At a public meeting, the Board agreed on advice for Ministers that full ingredient labelling should be mandatory for all pre-packed food for direct sale.

The FSA agrees with allergic consumers that full ingredient labelling would deliver a significant improvement, and greater consistency by following the same labelling system that consumers are familiar with, as found on packaged food.

Food Standards Agency Chair, Heather Hancock said: “Food allergies and intolerance affects millions of people and its impact can be as big or bigger than almost all other foodborne diseases.

“That is why we have concluded that more extensive food labelling is the right outcome to provide greater protection for consumers but introduced in a way that we can be confident will work.

Heather Hancock, FSA chairman: “We are not talking about every fresh sandwich being made in a sandwich shop.”

‘While it is impossible to eliminate the risks entirely, we consider that this change along with other measures we are prioritising will deliver more effective protection for allergic consumers.’

Hancock told BBC Radio 4’s World at One: “It did attract some opposition from business.

“From public sector bodies there was a concern about the resources to help business comply with this rule and then to enforce the rule.
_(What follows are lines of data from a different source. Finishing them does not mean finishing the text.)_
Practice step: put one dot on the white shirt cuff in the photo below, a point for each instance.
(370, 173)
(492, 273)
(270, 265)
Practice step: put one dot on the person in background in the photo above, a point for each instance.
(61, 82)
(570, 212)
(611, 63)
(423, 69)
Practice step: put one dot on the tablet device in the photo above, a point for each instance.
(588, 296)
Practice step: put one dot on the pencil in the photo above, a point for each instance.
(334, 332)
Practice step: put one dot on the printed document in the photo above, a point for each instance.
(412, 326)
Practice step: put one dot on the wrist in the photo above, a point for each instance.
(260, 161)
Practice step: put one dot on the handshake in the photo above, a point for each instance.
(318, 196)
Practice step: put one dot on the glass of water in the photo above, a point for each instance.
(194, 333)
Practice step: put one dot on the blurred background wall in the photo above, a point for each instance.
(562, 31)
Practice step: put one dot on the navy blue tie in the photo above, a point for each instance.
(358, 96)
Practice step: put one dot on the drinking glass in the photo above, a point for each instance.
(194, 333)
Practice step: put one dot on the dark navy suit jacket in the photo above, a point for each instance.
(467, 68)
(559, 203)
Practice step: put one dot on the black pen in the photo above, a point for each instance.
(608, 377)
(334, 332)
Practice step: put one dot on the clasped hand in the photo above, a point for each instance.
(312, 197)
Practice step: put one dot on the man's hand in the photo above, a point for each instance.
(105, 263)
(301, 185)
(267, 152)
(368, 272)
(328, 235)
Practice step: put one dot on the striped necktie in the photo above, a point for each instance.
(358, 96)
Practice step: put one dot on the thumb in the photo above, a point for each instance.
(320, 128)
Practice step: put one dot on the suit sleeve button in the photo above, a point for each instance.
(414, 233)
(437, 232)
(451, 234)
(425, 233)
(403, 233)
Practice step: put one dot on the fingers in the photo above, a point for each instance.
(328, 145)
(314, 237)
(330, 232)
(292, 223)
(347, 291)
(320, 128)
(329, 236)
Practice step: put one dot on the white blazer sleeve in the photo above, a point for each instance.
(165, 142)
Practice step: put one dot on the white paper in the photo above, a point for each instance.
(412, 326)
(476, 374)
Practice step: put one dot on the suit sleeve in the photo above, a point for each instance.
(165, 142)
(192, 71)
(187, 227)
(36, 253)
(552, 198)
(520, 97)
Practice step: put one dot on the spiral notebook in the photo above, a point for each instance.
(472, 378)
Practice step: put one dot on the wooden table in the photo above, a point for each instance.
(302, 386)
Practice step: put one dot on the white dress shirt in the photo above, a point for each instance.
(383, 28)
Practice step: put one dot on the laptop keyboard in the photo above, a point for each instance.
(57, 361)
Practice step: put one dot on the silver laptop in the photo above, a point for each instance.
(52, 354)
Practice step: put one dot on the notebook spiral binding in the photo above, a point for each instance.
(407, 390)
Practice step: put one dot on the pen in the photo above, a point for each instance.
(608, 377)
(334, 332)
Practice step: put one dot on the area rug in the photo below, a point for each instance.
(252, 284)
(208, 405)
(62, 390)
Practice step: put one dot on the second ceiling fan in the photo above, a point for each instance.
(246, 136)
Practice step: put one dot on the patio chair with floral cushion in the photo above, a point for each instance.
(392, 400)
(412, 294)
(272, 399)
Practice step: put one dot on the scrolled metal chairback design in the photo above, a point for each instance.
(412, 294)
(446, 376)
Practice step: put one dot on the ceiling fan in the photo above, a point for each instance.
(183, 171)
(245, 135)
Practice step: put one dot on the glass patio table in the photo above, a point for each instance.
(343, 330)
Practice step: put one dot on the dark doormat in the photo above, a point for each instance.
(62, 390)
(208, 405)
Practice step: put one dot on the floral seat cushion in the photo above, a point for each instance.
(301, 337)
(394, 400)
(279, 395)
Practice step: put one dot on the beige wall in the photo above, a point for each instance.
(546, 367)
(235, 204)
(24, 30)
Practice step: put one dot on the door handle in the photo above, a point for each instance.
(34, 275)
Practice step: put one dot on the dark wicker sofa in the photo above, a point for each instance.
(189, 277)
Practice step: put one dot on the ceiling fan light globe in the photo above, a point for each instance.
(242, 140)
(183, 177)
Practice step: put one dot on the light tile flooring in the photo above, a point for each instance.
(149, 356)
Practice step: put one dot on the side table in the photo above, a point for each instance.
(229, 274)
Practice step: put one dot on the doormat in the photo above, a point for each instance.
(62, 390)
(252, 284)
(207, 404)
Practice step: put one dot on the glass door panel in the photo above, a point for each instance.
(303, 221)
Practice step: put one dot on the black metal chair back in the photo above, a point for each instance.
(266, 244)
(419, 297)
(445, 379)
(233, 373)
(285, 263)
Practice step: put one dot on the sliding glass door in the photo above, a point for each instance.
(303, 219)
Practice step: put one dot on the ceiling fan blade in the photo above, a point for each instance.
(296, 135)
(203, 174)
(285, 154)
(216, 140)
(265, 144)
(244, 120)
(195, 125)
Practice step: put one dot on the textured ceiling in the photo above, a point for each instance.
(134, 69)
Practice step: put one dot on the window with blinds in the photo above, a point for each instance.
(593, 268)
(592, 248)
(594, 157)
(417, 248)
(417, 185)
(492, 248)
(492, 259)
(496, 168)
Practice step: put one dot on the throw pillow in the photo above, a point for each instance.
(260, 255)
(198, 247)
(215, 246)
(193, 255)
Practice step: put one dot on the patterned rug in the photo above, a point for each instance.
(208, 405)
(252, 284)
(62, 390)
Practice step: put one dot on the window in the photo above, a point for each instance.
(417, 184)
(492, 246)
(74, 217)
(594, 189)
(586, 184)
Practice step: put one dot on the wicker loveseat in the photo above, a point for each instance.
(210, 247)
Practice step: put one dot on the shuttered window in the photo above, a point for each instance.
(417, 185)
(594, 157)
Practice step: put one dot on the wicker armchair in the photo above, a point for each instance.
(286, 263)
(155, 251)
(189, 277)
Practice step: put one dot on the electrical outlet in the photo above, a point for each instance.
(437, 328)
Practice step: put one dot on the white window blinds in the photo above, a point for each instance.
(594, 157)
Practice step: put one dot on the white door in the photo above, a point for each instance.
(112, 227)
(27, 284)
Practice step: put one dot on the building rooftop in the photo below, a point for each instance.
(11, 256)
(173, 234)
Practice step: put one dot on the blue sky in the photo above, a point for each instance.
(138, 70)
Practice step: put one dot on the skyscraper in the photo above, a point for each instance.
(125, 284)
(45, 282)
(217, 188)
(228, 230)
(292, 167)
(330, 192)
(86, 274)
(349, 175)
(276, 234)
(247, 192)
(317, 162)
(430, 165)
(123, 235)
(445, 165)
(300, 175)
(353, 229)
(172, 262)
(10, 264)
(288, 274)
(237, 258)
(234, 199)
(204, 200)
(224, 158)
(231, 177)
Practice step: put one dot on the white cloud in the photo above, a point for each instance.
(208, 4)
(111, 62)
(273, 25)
“From businesses themselves… there is a level of misunderstanding about what we are actually talking about.

“We are not talking about every fresh sandwich being made in a sandwich shop, so I hope that slightly reduces their level of anxiety.

“But we are balancing consumer protection, public health protection with the ability of people to deliver a good business service and choice to people who have got an allergy or intolerance.

“So our discussion today was very nuanced but ultimately this is a huge quality of life, and life threatening, issue for a proportion of the population and that is what we have fallen in favour of.”